Zsigmondy?

I think the follow is works: Let $n=k^{100k!m}$ for naturals $m>2$ and let $k \geq 100$. Then by Zsigmondy there exists distincts prime numbers $p_1, p_2,..., p_k$ such a $ord_{p_i}n=100i$. But they all divide $n^n-1$ since $100i|100k!|n$ and don't divide $n-1$ (their order is too bigger), so $\frac{n^n-1}{n-1}$ has at least $k$ distinct pre divisors: $p_1,..., p_k$.

Also I think here is elementary solution: Let $n=2m$ such a $2m+1$ has at least $k$ distinct odd prime divisors $p_1,...,p_k$ (so they are not divisors of $n-1=2m-1$). There is exist infinity many such $m$ by CRT, for example (for 1st step choose $p_1,...,p_k$ and for second find such $m$). In this case $p_1,..., p_k| \frac{n^n-1}{n-1}$, because $p_i \not | n-1$ and $p_i | n^2-1|n^n-1$, since $2 |n$. So, such $n$ works.

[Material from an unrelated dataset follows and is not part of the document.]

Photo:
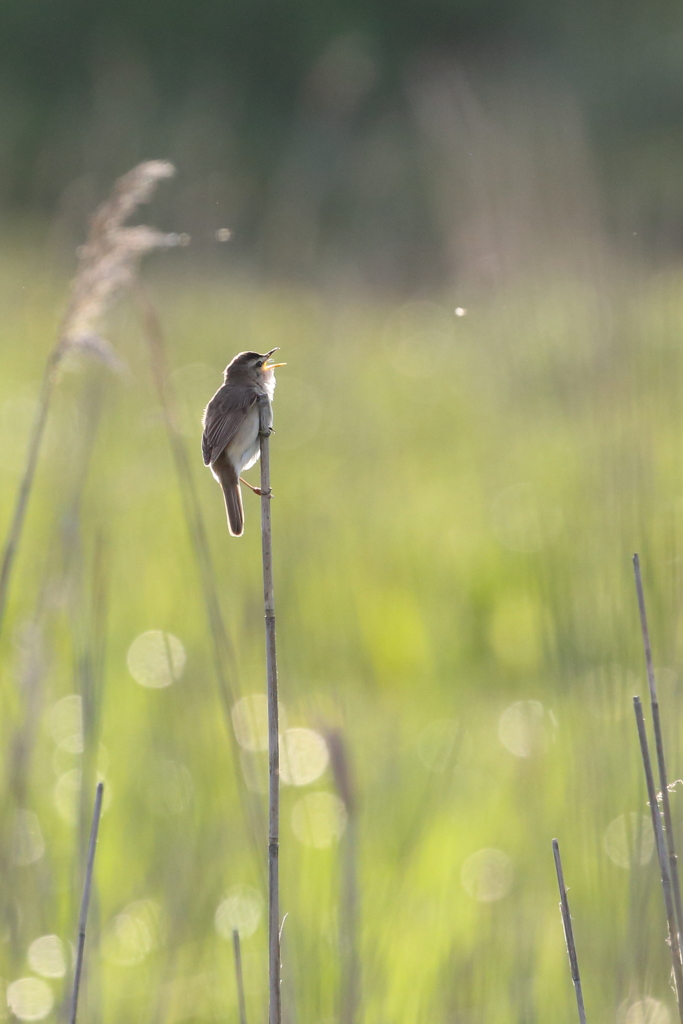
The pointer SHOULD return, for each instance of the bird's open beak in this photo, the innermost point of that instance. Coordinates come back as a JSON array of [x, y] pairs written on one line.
[[271, 366]]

$\frac{n^n-1}{n-1}=n^{n-1}+n^{n-2}+...+n+1$ Select $k$ distinct odd primes $p_1,p_2,...,p_k$ And $n=p_1p_2...p_km+1$ where $m$ is an odd positive integer Here $n$ is even $n \equiv -1 \pmod{p_i}$ for all $1 \leq i \leq k$ $n^{odd} \equiv -1 \pmod{p_i}$ and $n^{even} \equiv 1 \pmod{p_i}$ So $n^{n-1}+n^{n-2}+...+n+1 \equiv -1+1-1+..-1+1 \equiv 0 \pmod{p_i}$ So the number has atleast $k$ distinct prime factors and there are infinitely many. $\square$